Sabe aquele seu amigo que é vizinho de uma pessoa muito famosa? Aquele que foi morar no condomínio de um apresentador de TV, de um político influente ou de um jogador de futebol? Muita coisa costuma mudar quando a nossa vizinhança recebe uma pessoa assim. A rotina se altera. Os cuidados e recomendações com a segurança ficam mais rígidos. Por vezes as fotos são proibidas. Tem gente importante no pedaço.
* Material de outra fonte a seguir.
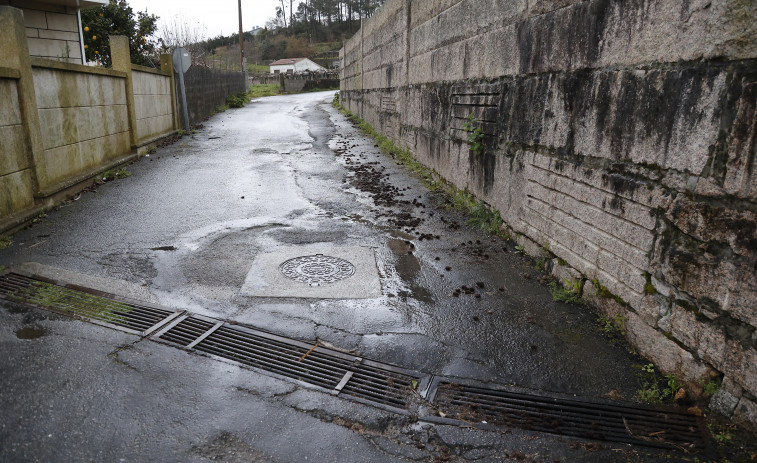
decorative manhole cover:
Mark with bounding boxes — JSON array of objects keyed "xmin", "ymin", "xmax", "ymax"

Pois é. Um dia, o próprio Deus decidiu morar no meio de nós. Para ser mais exato, no meio dos judeus que viveram há pouco mais de 2000 anos em Nazaré, cidade pequena da Galileia. Mas pouca gente percebeu. Embora seu nascimento tenha sido precedido de anunciações espetaculares, a maioria das pessoas não notou quando Ele chegou.
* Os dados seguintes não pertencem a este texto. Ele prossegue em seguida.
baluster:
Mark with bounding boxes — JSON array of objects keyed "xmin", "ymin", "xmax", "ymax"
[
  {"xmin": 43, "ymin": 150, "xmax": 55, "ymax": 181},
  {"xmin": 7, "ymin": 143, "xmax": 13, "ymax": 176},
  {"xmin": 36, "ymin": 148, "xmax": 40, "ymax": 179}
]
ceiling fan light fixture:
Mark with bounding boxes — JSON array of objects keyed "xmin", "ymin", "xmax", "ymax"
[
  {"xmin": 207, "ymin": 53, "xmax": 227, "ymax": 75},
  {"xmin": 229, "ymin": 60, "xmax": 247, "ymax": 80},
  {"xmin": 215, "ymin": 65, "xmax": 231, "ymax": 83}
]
Esse foi o acontecimento mais notável da História até aquele momento. O Criador dos céus e da terra, aquele por meio de quem e para quem são todas as coisas, se esvaziou de Sua glória, vestiu a roupa da humanidade e veio viver aqui. Bebeu a nossa água, comeu a nossa comida. Sentiu cheiro de gente. Não só de gente chique e bem cuidada, mas de gente da rua, do povão. O Filho de Deus é alguém que sabe o que é o sofrimento das pessoas comuns. Ele se tornou uma delas.

Nasceu em um berço humilde, de família simples. Aliás, nem berço teve. Quando sua mãe o deu à luz, ele foi posto numa manjedoura, um cocho onde os animais comem, dentro de uma estrebaria. Oito dias depois, seu pai adotivo, o carpinteiro José, não consegue levar mais do que dois pombinhos na sua apresentação ao sacerdote. Ele não tinha dinheiro nem para um cordeiro. Ele veio de cima, mas nasceu de baixo.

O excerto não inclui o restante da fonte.